Acid-base balance in the developing marsupial: from ectotherm to endotherm

Marsupial joeys are born ectothermic and develop endothermy within their mother's thermally stable pouch. We hypothesized that Tammar wallaby joeys would switch from α-stat to pH-stat regulation during the transition from ectothermy to endothermy. To address this, we compared ventilation (V̇e), metabolic rate (V̇o₂), and variables relevant to blood gas and acid-base regulation and oxygen transport including the ventilatory requirements (V̇e/V̇o₂ and V̇e/V̇co₂), partial pressures of oxygen (Pa_O2), carbon dioxide (Pa_CO2), pHa, and oxygen content (Ca_O2) during progressive hypothermia in ecto- and endothermic Tammar wallabies.

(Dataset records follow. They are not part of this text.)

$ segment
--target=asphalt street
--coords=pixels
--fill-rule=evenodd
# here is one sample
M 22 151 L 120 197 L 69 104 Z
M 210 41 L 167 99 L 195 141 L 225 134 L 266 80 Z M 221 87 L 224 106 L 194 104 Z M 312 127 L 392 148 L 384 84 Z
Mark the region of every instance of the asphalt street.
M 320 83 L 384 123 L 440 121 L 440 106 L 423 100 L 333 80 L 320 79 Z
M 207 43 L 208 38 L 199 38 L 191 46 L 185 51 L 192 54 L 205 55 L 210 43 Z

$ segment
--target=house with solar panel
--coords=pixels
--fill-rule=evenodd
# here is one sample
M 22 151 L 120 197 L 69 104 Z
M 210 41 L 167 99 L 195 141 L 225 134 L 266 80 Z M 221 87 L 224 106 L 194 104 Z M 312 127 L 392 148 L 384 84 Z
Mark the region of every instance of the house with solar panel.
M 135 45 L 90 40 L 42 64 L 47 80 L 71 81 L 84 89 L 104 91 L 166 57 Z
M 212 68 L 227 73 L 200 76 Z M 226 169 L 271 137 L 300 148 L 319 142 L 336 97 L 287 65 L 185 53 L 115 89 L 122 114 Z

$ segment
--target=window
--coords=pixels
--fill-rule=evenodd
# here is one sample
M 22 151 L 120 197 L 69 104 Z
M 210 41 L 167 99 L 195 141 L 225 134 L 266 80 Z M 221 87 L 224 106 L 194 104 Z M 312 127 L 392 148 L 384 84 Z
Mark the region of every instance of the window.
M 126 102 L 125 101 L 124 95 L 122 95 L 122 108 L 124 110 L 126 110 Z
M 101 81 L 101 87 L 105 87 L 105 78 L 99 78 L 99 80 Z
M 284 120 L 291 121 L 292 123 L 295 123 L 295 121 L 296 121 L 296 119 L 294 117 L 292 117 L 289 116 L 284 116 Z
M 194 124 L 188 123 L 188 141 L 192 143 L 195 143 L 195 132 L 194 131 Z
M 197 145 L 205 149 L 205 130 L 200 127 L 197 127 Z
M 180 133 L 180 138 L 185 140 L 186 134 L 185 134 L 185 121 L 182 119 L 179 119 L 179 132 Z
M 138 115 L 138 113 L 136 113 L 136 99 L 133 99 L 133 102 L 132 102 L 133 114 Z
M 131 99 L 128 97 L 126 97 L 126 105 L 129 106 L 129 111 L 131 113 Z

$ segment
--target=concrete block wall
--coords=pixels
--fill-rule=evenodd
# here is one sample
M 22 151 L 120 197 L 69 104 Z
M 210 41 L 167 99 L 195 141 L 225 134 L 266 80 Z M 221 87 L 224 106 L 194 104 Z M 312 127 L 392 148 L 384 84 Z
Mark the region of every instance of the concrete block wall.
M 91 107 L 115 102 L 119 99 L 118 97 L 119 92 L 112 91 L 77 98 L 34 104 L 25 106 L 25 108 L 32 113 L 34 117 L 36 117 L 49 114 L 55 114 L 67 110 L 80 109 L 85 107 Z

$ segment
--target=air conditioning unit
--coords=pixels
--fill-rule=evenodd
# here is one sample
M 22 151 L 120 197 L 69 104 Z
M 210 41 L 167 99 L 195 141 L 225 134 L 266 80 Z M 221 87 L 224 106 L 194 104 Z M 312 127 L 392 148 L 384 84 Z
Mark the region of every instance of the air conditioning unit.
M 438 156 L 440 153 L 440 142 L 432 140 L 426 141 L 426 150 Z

We also measured the same variables in the well-studied endotherm, the Sprague-Dawley rat. Hypothermia was induced in unrestrained, unanesthetized joeys and rats by progressively dropping the ambient temperature (Ta). Rats were additionally exposed to helox (80% helium, 20% oxygen) to facilitate heat loss. Respiratory, metabolic, and blood-gas variables were measured over a large body temperature (Tb) range (∼15–16°C in both species). Ectothermic joeys displayed limited thermogenic ability during cooling: after an initial plateau, V̇o₂ decreased with the progressive drop in Tb. The Tb of endothermic joeys and rats fell despite V̇o₂ nearly doubling with the initiation of cold stress. In all three groups the changes in V̇o₂ were met by changes in V̇e, resulting in constant V̇e/V̇o₂ and V̇e/V̇co₂, blood gases, and pHa. Thus, although thermogenic capability was nearly absent in ectothermic joeys, blood acid-base regulation was similar to endothermic joeys and rats. This suggests that unlike some reptiles, unanesthetized mammals protect arterial blood pH with changing Tb, irrespective of their thermogenic ability and/or stage of development.